Since oil and solvent mix, and their thermal properties can vary from case to case, design of evaporators is often performed by OEM’s that specialize in evaporation. Many of them have R&D test centers where products can be tested and thermal performance confirmed, in order to properly size the shell and tube exchanger used as the evaporator. Evaporators and reboilers are not easily scalable, and can have performance issues when flow is turned down, or if flow exceeds the tested rate. Because of this, it may be necessary to have multiple evaporators sized for different flow rates on different production lines.

Evaporators and reboilers used to remove solvents from product should have product contact surfaces polished to at least food grade 32Ra levels. Better finishes like those found in pharmaceutical applications can also be provided, typically 20Ra and electropolished. Because of these finish considerations, it is best to keep the product in the tube side of the exchanger, and utilize the shell side for utility streams.

Following the separation of solvents from the product, the organic vapors are sent to a condenser to recover them for re-use. The product also needs to be cooled down before it can be tested and packaged for distribution. A shell and tube cooler works well for this process.

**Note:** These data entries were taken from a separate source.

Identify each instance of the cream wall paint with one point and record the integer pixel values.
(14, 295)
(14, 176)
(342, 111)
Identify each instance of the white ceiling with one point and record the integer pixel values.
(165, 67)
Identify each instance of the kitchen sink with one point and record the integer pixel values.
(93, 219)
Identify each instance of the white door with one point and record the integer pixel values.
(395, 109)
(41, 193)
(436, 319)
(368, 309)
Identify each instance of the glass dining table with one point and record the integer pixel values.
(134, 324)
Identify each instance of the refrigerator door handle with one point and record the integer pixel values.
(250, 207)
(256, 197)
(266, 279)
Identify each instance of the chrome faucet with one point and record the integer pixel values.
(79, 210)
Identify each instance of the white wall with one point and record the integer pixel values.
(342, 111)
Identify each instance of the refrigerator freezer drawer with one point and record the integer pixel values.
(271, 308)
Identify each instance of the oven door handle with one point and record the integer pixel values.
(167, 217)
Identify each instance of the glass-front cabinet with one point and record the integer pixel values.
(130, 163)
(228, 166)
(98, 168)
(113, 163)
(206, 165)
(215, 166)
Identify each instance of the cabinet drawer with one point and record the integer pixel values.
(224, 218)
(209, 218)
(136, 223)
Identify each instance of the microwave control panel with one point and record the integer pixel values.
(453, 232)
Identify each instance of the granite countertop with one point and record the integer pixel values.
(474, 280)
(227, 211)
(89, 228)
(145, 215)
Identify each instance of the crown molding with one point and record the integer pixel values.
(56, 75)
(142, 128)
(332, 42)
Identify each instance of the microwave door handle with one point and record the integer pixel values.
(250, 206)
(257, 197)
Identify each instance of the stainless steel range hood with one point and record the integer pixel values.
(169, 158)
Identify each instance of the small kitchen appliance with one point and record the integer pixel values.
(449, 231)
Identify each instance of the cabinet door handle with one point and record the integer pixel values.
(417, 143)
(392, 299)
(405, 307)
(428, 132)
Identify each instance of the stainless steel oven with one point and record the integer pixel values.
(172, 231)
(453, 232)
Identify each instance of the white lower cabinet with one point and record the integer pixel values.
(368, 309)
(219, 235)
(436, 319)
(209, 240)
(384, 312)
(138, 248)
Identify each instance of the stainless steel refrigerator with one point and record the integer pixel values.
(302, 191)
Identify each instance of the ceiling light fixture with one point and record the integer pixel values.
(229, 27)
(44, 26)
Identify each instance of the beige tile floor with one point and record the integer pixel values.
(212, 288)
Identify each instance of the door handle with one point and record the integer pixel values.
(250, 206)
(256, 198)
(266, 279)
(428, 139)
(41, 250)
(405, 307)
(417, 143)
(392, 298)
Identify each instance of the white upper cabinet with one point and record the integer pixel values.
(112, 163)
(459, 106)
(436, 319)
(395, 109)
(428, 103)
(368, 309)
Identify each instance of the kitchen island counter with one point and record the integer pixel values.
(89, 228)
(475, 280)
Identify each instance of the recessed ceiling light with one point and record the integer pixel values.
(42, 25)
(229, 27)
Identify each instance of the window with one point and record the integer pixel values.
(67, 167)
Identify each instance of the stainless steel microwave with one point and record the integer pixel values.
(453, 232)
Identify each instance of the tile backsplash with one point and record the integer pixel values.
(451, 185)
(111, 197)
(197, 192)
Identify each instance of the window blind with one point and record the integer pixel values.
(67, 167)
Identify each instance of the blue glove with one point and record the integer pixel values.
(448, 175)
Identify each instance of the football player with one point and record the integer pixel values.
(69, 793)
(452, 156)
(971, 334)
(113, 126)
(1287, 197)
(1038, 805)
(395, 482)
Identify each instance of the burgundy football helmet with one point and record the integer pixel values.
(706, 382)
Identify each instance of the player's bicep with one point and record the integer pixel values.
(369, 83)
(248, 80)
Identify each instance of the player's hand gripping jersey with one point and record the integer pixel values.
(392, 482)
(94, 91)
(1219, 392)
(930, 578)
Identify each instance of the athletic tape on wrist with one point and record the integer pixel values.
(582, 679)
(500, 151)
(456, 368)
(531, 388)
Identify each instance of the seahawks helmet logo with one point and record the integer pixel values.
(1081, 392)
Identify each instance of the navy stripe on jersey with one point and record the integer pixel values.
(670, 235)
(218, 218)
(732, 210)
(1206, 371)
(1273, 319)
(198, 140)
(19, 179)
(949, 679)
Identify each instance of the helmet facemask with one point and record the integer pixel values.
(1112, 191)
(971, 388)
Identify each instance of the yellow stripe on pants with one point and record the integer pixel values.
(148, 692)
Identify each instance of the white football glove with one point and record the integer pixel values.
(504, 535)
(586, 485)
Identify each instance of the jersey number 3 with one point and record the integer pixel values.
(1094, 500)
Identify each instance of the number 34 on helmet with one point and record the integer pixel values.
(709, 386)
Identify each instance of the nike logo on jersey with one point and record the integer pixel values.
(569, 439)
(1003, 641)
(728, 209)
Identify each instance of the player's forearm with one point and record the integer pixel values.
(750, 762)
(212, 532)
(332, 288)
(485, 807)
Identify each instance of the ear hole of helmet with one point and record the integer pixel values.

The product can be fed through the tube side of the exchanger, which is sanitary and typically has at least a food-grade surface finish. The cooling utility is fed through the shell of the exchanger and is directed back and forth across the tubes by utilizing baffles, wiping away the heat from the product running inside of the tubes. This occurs safely without any mixing of the product in the tubes and the utility fluids in the shell. The sanitary stainless steel design of the shell and tube cooler also makes it easier to clean and inspect than coil type coolers or plate and frame coolers.

Typically the cooling utility is chilled water, a water and glycol mix, or thermal oil provided in a closed loop system from a refrigeration glycol chiller. These chiller units typically have user friendly controls that allow you to set a temperature point for the coolant, that is consistent with the design of the shell and tube exchanger. Your shell and tube exchanger designer should be able to calculate how much coolant is needed, and help determine an optimal inlet temperature for your glycol chiller, allowing for a typical 10F rise in the coolant temperature.